Airflow alerts
Infrastructure Submissions:
- [YES] Have you added an explanation of what your changes do and why you'd like us to include them?
- [NO] I have updated the documentation accordingly.
- [YES] I have added tests to cover my changes.
- [YES/NO/NA] All new and existing tests passed.
- [YES] I have formatted the terraform code. (
terraform fmt -recursive && go fmt ./...
)
Current Behavior or Linked Issues
Currently when there is issue with airflow infra or service, we get to know about it from logs or when one is using the airflow service. There are no monitoring alerts for airflow and hence we have a delayed response to infra or service issues. The Alerts added will be solution in that direction.
Does this introduce a breaking change?
- [NO]
Other information
The following alerts have been added.
# Airflow Component Host Count Alert #
Alert to trigger when the host count of airflow component goes below the required count, for 2 or more simultaneous breaches, to be checked every five minutes over a period of five minutes.
airflow-scheduler-host-count-alert Threshold count - 1
airflow-web-host-count-alert Threshold count - 2
airflow-worker-host-count-alert Threshold count - 1
# Airflow Component CPU Usage Alert #
Alert to trigger when the CPU Usage of the airflow component goes above the threshold limit, for 3 or more simultaneous breaches, to be checked every five minutes over a period of five minutes.
airflow-scheduler-CPU-Usage-alert Threshold limit- 80%
airflow-web-CPU-Usage-alert Threshold limit- 80%
airflow-worker-CPU-Usage-alert Threshold limit- 80%
airflow-postgres-CPU-Usage-alert Threshold limit- 85%
# Airflow Component Memory Usage Alert #
Alert to trigger when the Memory Usage of the airflow component goes above the threshold limit, for 3 or more simultaneous breaches, to be checked every five minutes over a period of five minutes.
airflow-scheduler-memory-usage-alert Threshold limit- 80%
airflow-web-memory-usage-alert Threshold limit- 80%
airflow-worker-memory-usage-alert Threshold limit- 80%
airflow-Redis-memory-usage-alert Threshold limit- 80%
# Airflow Service Alerts #
airflow-service-error-rate-alert
Alert to trigger when error rate for 5xx goes above the threshold limit of 20, to be checked every 5 minutes over a period of 10 minutes.

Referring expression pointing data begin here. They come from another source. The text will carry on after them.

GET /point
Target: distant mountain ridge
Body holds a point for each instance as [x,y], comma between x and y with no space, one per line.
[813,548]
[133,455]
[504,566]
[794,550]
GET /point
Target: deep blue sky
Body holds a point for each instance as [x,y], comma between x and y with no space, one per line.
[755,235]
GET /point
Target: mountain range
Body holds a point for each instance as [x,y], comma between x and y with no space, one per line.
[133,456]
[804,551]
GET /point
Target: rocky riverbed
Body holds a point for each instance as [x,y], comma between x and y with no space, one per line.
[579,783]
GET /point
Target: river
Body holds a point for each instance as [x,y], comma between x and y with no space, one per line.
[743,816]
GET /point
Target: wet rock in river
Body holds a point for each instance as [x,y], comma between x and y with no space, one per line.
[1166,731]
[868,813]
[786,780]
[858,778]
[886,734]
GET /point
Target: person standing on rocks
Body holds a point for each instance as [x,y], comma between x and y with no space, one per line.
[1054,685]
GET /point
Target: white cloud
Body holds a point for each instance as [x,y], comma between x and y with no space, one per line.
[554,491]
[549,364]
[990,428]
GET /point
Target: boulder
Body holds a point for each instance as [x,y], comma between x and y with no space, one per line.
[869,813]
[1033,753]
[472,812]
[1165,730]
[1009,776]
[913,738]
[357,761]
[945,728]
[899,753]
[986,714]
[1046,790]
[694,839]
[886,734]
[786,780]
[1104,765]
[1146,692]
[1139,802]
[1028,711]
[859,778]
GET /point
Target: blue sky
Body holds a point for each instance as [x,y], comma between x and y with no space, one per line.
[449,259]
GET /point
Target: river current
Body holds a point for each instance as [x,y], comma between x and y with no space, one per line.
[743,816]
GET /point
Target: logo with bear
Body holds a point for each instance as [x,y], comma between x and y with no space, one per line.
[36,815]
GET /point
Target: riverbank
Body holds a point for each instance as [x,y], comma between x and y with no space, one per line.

airflow-scheduler-heartbeat-alert
Alert to trigger when scheduler heartbeat goes below the threshold limit of 2, to be checked every 5 minutes over a period of 5 minutes, for 2 or more consecutive breaches.
airflow-dag-processor-timeout-alert
Alert to trigger when dag processing timeouts occur, to be checked every 5 minutes over a period of 5 minutes, for 2 or more consecutive breaches.
airflow-import-errors-alert
Alert to trigger when dag import errors occur, to be checked every 5 minutes over a period of 5 minutes, for 2 or more consecutive breaches.